Hence, considering the positive effects that can be observed in a laboratory setting (i.e. ABA), leptin can indeed have strong potential as a treatment in human patients only if patients also integrate a rehabilitation approach for the willingness to eat. If that would not be the case, the strong anorexigenic effect of leptin would potentially lead to an earlier death.
In conclusion, the major scope of this study was to provide further knowledge on the role of leptin-sensitive neurons on hyperactive behaviours in the ABA model. We did so by
experimenting with the effects of pharmacologic and Chemogenetic treatment on RWA, food intake, and thermogenesis, in mice exposed to the ABA model. We observed that leptin
treatment might be a useful approach for the rescue of AN-like symptoms, but not to prevent the emergence of the same. In fact, in the first series of our experiments with chronic leptin
treatment, we were not effective in preventing the development of AN-like symptoms in ABA mice. In the second series of our experiments with chronic leptin treatment, we were effective in partially rescuing AN-like symptoms once they had emerged thanks to a reduction in FAA.

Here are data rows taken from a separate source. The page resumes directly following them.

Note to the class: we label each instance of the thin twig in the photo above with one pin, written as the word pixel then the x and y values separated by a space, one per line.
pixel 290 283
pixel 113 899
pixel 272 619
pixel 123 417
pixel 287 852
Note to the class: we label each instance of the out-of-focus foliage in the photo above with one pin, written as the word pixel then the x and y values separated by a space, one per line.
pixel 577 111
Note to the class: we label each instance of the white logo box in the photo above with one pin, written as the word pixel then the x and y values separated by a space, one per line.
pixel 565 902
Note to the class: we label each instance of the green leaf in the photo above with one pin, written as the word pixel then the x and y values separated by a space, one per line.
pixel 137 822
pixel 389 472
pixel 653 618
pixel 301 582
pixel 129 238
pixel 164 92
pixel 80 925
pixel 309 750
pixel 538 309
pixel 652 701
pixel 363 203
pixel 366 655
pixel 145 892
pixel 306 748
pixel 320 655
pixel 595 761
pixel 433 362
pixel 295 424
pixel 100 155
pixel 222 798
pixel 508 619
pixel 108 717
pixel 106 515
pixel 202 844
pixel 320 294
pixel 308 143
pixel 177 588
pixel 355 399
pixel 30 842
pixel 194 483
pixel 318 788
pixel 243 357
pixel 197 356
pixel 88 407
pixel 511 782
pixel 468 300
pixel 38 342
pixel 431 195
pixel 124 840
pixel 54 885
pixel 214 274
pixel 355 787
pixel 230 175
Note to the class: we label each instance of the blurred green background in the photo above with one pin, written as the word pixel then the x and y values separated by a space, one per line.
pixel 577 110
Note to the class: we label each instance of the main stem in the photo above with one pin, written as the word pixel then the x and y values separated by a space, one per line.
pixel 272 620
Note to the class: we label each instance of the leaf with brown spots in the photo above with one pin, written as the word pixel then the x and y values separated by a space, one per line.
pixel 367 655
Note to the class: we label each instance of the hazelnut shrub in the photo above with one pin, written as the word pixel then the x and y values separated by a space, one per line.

Finally, from our third experiment, we can conclude that inhibition of LepR-expressing neurons in the LH does not lead to reduced FAA or impact on BW/FI. So it is unlikely that this neuronal population is strongly responsible for these symptoms. We have extended previous research on the functional mechanisms via which leptin regulates the control of energy balance. Although no significant differences emerged, we can conclude that selective stimulation of LHLepR hM3DGi neurons can be considered a potential target for further investigations of the underlying
mechanisms involved in the regulation of AN-like symptoms in an ABA model.